Reform candidate roils Iranian presidential race
TEHRAN — Reformist presidential candidate Hasan Rowhani appears to be reigniting an opposition energy that had been largely tamped down after years of crackdowns. That is jolting authorities who once felt they were in full control of the election set for Friday.
Rowhani has talked about easing the political restrictions imposed by Iranian authorities. He tells crowds that rebuilding ties with Western governments is better than denouncing them as irreconcilable enemies.
Rowhani, a former nuclear negotiator, was among the eight candidates left last month after election overseers trimmed the list of presidential hopefuls. Among those cut was Rowhani’s mentor and candidate-of-choice for many moderates, former president Akbar Hashemi Rafsanjani.
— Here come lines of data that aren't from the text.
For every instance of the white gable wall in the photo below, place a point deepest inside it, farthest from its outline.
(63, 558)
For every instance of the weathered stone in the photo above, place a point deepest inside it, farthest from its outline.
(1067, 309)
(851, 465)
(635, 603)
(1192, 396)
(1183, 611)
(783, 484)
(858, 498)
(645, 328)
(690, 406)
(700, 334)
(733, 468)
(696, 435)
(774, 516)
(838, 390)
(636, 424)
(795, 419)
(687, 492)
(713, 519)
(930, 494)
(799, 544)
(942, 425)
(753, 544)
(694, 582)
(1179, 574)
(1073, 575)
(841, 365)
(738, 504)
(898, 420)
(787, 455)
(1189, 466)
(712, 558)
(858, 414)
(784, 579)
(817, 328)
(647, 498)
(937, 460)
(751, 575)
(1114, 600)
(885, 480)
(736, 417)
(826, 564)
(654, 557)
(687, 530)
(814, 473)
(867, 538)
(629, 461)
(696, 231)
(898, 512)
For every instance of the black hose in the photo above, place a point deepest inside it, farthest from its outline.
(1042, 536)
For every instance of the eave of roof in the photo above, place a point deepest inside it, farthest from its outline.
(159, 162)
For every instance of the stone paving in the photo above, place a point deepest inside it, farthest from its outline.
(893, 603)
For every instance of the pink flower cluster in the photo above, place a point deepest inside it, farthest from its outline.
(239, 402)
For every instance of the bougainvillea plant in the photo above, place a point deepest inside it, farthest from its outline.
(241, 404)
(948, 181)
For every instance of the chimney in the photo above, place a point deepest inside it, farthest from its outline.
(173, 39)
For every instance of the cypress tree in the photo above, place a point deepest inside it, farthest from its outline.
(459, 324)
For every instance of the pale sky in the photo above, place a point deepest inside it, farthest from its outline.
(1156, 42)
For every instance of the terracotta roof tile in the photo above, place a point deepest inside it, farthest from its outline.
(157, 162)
Iran’s ruling clerics left a candidate list largely stacked with loyalists favored by both the theocracy and its powerful protectors, the Revolutionary Guard. Rowhani — the only cleric in the race — is still a long shot to succeed Mahmoud Ahmadinejad, whose disputed reelection in 2009 unleashed the worst domestic unrest in Iran since the 1979 Islamic Revolution.
But a series of strategy meetings held by reform-minded leaders and the possibility of converging behind Rowhani suggests their camp has not given up hope.